Originally from the User Slack
@Roy: Hi, We see sometimes our Cluster has high latency (99% Read and Writes goes to 300+ ms) and it is gone after sometime. The amount of Reads and Writes from KS level generally DO NOT differs much during that time. So we are unable to clearly detect the culprit. We could also see many : reader_concurrency_semaphore in syslog. Beside many occurrence of prepared_cache_eviction in Scylla monitoring advisor. So to get a clear idea what is the culprit we are thinking of enabling more detail logging as per: https://opensource.docs.scylladb.com/stable/operating-scylla/nodetool-commands/setlogginglevel.html. Could someone suggest the logger we should enable ? Is it safe to enable debug level on all component in a High to Moderately loaded PROD cluster?
Nodetool setlogginglevel | ScyllaDB Docs
@Botond_Dénes: Blanked-enabling all loggers to debug is a really bad idea.
You should start debugging this in monitoring, look for events correlating with the elevated timeouts. Switch the dashboards to “by shard” view, so aggregation doesn’t hide outlier shards.
@Roy: Well at least can see spike on Compactions. But they are there all the time, when and when not the issue is there. We are using default compaction settings without any tuning in scylla.yaml. I will have a look at the Shard level in Monitoring.
@Botond_Dénes: Check the compaction scheduling group shares – do they climb to 1000?
@Roy: Hi, Compaction CPU Runtimes spikes to 150-220% Node level and 25-30% in Shard Level but the Compaction Shares stays close to 50
@Botond_Dénes: In that case, I don’t think compaction is to blame here. ScyllaDB has schedulers to isolate scheduling groups from each other, with 50 shares, compaction will not be able to impact the statement
scheduling group (which has 1000 shares).
@Roy: Also at node level “details” dashboard i can see high number of tombtone write and cell tombstone writes.

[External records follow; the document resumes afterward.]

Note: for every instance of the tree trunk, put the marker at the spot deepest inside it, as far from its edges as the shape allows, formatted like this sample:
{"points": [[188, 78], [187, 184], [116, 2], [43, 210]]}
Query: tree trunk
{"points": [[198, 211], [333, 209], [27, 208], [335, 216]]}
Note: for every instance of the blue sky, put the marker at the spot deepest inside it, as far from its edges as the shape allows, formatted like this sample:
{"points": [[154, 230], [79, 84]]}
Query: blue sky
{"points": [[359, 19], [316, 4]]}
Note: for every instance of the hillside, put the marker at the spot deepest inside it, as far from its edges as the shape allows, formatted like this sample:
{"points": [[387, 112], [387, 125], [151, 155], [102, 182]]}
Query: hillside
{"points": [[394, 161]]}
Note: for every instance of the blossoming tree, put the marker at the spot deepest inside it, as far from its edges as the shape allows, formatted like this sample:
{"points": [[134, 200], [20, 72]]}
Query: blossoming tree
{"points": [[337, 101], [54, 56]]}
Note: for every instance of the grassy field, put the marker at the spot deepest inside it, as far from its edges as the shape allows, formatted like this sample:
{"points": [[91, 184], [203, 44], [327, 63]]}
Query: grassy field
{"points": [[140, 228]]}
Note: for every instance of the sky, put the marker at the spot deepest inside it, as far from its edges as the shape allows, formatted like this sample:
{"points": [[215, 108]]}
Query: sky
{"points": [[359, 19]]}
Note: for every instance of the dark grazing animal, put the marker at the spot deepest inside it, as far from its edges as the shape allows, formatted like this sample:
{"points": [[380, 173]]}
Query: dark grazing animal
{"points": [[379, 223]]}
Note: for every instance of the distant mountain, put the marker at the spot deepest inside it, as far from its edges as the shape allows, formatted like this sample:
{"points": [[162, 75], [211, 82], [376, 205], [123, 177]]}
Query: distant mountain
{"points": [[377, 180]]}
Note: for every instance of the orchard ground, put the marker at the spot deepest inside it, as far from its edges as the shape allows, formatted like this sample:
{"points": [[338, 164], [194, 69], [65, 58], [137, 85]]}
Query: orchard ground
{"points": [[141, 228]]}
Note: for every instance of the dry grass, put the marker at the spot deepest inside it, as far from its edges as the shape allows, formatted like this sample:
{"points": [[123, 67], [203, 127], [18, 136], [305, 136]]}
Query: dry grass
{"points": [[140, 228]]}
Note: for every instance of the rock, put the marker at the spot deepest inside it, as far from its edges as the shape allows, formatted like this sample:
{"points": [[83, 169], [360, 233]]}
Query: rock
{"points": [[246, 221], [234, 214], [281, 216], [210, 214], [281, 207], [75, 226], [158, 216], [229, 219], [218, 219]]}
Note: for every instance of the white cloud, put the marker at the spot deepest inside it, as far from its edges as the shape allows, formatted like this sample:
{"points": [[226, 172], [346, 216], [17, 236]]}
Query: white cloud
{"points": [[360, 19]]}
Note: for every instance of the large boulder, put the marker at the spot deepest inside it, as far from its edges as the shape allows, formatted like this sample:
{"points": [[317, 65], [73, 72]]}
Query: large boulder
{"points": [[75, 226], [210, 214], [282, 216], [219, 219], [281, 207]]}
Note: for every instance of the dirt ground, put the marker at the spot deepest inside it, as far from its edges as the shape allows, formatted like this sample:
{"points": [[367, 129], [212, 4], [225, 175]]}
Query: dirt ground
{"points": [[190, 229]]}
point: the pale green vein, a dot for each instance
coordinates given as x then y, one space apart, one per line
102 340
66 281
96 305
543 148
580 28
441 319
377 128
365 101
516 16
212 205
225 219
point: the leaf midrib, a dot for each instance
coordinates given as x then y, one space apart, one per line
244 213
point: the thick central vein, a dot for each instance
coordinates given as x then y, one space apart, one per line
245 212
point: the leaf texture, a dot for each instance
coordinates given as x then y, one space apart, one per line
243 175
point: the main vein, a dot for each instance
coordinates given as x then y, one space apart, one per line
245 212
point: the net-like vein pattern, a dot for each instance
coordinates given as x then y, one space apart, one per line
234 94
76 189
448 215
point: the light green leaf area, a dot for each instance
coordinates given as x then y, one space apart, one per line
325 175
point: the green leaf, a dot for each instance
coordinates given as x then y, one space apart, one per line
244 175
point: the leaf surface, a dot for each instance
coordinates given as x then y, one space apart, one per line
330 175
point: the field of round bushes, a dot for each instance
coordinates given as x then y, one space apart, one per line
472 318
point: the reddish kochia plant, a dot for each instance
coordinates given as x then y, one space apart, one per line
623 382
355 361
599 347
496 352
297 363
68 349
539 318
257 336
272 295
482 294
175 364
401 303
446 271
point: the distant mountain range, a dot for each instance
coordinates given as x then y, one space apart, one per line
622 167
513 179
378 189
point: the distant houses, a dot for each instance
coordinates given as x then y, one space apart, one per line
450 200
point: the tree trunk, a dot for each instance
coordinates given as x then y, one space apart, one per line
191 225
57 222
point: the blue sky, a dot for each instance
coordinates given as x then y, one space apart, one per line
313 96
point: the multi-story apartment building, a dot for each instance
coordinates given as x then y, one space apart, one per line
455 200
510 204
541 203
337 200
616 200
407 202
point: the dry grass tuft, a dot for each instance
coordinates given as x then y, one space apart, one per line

@avi: In Advanced view, look for scheduling groups that have non-zero Task Quota Violations
@Roy: could only see this for sl: default
@Botond_Dénes: A common source of task quota violations are stalls. Do you see any in the logs?

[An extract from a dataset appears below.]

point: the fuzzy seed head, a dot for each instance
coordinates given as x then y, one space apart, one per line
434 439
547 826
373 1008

Stalls are known to cause high 99% latencies.
@Roy: Hi morning. Yes see Reactor stalls and read-concurrency_semaphores in syslog
@Botond_Dénes: There is a good chance the stalls are the direct cause of the elevated latencies.
Please open a github issue with the stalls (please decode them with http://backtrace.scylladb.com/index.html)
The Build ID can be obtained from the logs, it is printed right at the beginning of startup.